Waardevol

30 december 2019
Buiten is het koud, in de klas warm. Een gewone decemberochtend. Een normale dagopening. Ik neem de dag door met mijn groep. Na de start bied ik zoals altijd ruimte aan de leerlingen. Is er nog iets wat ze willen delen? 
Een van de kinderen zegt dat hij graag wil weten waarom een ieder op deze school zit. Ik geef hem het woord en hij begint te vertellen. Kinderen vragen, vullen aan, vertellen, delen. Een prachtig gesprek ontstaat. In alle rust. Over volle hoofden, trauma, therapie, dwang, levensverhalen, autisme, prikkels. Verhalen die ik ken van op papier en uit gesprekken, nu verteld door de kinderen zelf. Ze vragen elkaar. Leggen elkaar uit. Voor moeilijke woorden wordt met elkaar naar makkelijkere gezocht. Overeenkomsten worden gevonden. Begrip ontstaat. Ik voel de belangrijkheid van dit moment. Ik als deelnemer in het gesprek van de kinderen. Zij leiden hun gesprek, ik ben beschikbaar waar nodig.
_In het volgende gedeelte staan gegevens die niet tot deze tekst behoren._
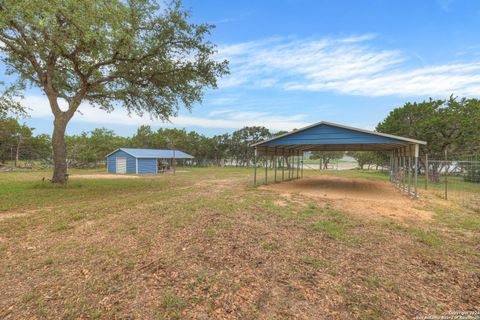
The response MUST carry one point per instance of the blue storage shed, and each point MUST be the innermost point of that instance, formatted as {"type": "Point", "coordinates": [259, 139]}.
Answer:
{"type": "Point", "coordinates": [142, 161]}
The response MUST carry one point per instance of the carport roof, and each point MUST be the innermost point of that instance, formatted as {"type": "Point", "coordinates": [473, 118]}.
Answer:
{"type": "Point", "coordinates": [155, 153]}
{"type": "Point", "coordinates": [327, 136]}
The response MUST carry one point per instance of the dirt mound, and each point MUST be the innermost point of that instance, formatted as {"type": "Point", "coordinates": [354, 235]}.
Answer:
{"type": "Point", "coordinates": [367, 198]}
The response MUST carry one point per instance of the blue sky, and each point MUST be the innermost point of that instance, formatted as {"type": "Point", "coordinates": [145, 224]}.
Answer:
{"type": "Point", "coordinates": [296, 62]}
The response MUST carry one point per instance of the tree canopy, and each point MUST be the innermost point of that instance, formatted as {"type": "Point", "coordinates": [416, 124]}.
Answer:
{"type": "Point", "coordinates": [135, 54]}
{"type": "Point", "coordinates": [445, 124]}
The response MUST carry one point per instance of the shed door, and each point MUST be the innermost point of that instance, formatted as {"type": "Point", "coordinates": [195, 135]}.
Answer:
{"type": "Point", "coordinates": [121, 165]}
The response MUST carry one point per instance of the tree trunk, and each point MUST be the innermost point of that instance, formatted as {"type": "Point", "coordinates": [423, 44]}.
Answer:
{"type": "Point", "coordinates": [59, 151]}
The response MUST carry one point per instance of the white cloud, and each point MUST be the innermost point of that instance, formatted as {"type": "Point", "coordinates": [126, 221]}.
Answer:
{"type": "Point", "coordinates": [223, 119]}
{"type": "Point", "coordinates": [347, 66]}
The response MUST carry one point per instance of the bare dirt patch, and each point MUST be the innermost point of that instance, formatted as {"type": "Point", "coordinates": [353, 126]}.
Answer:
{"type": "Point", "coordinates": [367, 198]}
{"type": "Point", "coordinates": [102, 176]}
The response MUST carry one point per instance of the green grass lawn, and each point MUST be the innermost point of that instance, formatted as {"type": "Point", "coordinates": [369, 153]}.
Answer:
{"type": "Point", "coordinates": [207, 244]}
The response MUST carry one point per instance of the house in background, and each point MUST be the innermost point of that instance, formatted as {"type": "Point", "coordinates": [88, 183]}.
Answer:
{"type": "Point", "coordinates": [143, 161]}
Ineens merkt een van de kinderen op dat we al lang hadden moeten rekenen. Zijn klasgenoot probeert hem met een gebaar de mond te snoeren in de hoop dat ik niet op rekenideeën gebracht word. Ik antwoord hem dat ik dit gesprek even waardevol, zo niet waardevoller, vind dan een rekenles. ‘Wat is dat… waardevol?’, vraagt de jongen. Een ander legt uit: ‘Dat betekent dat de juf dit heel belangrijk vindt.’
Wat een vak heb ik. Het mooiste (en waardevolste) vak van de wereld.